Constat : la conférence de presse officielle ne lui serait d'aucune utilité.
Décision : il fallait pénétrer le cercle intime de Silverstein.
Question : où donc pouvait bien se trouver Maggie Blum ?
C'était son contact chez WPC, un dragon roux dans la soixantaine qu'il avait connu à Essaouira alors qu'Orson Welles y tournait Othello. C'était un frêle papillon de nuit ; en même temps qu'elle était la maîtresse du premier assistant, elle faisait ses débuts comme scripte. À présent devenue bourdon, elle régnait sur la communication européenne de la compagnie. Comme elle jouait du banjo, elle avait probablement noué des liens part
iculiers avec Robert Silverstein. Tout le monde savait que le cinéaste grattait aussi quatre cordes dans un orchestre de jazz. Aussi Vespa décida-t-il de jeter en priorité son filet sur sa vieille copine qu'il lui fallait retrouver absolument. Il appela le service des chauffeurs en se faisant passer pour un ponte :
– Bonjour, ici Marin Karmitz. J'avais rendez-vous avec Maggie Blum de WPC, nous devions rejoindre Robert Silverstein mais j'ai été retenu. Savez-vous où ils sont allés ? On devait se voir sur les hauts.

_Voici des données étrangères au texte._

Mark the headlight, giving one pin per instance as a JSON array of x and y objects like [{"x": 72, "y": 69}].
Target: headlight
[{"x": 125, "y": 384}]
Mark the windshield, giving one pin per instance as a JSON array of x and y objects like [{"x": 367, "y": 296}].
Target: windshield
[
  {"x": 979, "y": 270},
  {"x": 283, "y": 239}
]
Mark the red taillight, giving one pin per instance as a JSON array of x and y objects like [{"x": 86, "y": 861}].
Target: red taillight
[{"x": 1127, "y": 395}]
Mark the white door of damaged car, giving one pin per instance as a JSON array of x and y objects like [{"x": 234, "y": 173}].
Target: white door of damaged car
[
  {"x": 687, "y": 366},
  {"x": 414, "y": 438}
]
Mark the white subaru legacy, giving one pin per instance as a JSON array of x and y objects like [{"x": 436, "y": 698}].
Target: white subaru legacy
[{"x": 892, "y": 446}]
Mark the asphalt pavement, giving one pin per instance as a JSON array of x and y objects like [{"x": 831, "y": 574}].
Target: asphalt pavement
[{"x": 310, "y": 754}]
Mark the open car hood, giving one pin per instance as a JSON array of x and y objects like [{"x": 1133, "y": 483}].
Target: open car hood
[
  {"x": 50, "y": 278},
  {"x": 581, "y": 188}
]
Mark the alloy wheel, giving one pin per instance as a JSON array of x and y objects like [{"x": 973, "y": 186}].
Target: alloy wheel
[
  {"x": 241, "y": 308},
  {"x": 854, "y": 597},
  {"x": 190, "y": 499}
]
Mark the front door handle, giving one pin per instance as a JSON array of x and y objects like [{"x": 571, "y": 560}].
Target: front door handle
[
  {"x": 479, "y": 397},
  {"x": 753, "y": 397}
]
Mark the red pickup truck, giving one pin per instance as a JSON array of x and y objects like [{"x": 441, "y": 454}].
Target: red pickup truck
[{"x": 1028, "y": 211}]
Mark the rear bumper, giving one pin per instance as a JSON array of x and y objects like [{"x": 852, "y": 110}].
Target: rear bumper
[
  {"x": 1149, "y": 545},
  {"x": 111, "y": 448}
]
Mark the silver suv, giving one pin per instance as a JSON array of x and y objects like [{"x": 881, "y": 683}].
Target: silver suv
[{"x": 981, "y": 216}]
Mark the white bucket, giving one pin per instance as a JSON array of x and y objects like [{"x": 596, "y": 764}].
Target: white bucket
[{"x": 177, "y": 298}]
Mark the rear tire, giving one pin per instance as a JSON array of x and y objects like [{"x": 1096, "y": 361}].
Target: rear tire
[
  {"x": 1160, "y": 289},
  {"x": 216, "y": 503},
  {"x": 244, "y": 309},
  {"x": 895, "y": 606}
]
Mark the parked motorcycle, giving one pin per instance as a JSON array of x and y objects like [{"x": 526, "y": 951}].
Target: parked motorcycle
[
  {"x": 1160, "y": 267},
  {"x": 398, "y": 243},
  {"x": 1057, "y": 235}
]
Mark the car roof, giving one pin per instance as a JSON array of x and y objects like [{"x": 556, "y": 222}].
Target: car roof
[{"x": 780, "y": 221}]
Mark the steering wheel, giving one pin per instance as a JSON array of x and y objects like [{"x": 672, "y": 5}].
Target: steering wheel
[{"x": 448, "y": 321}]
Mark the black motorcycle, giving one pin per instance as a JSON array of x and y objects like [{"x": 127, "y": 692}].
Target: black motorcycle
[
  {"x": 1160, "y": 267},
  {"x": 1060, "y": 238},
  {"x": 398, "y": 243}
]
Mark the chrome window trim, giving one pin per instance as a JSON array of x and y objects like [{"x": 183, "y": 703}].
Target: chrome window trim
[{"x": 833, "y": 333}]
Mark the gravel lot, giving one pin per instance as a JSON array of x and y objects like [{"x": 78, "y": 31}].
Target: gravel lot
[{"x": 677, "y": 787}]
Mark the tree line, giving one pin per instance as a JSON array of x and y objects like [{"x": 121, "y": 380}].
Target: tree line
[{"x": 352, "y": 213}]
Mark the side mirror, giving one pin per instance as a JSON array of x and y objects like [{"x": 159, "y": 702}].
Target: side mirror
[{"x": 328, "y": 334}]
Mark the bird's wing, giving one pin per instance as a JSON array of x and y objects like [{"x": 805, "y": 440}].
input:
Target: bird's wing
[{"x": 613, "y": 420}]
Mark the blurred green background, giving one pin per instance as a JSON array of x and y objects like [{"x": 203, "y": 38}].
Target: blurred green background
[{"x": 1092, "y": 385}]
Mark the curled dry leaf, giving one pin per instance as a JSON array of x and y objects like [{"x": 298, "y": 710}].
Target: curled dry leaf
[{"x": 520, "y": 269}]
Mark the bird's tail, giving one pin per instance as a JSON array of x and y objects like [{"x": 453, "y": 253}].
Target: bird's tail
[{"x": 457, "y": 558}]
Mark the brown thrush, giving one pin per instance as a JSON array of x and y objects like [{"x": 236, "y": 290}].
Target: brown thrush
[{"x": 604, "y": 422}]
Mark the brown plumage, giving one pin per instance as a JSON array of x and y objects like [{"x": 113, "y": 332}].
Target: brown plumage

Les grosses pointures ne logent pas toujours sur la Croisette. Souvent les équipes d'un film louent une villa cossue, en amont, sur les plus beaux points de vue et, surtout, loin du stress.
– Je ne peux pas vous dire où loge M. Silverstein. Je suis vraiment désolé.
On avait bien dressé le téléphoniste mais déjà Vespa commençait de le rouler. On n'apprend pas aux vieux singes à faire la grimace.
– Évidemment, jeune homme. Je ne vous demande pas l'adresse de M. Silverstein. C'est le téléphone de Maggie Blum que je cherche. Il faut absolument que je lui parle.
– Un instant, je vous prie.
C'était visiblement un novice. Parfait. La crainte de commettre un impair le conduirait à donner une piste. Marin Karmitz, tout de même… Au bout du fil, on entendait la musique du générique des projections. Vespa replongea sa moustache dans son verre et patienta.
– Vous êtes là ? Je ne peux pas vous dire où loge Mme Blum. Vous dites bien de WPC ? Parce qu'on a plusieurs Blum.
– Oui, Maggie Blum, World Pictures Company. Bon, pas de problème pour l'adresse. Donnez-moi simplement un numéro.
– Essayez le 67 89 41… Il y a un secrétariat.
– Merci, mon cher. Monsieur comment ?
– Jeannin, fit l'autre, tout soulagé d'avoir renseigné une huile sans trahir sa mission.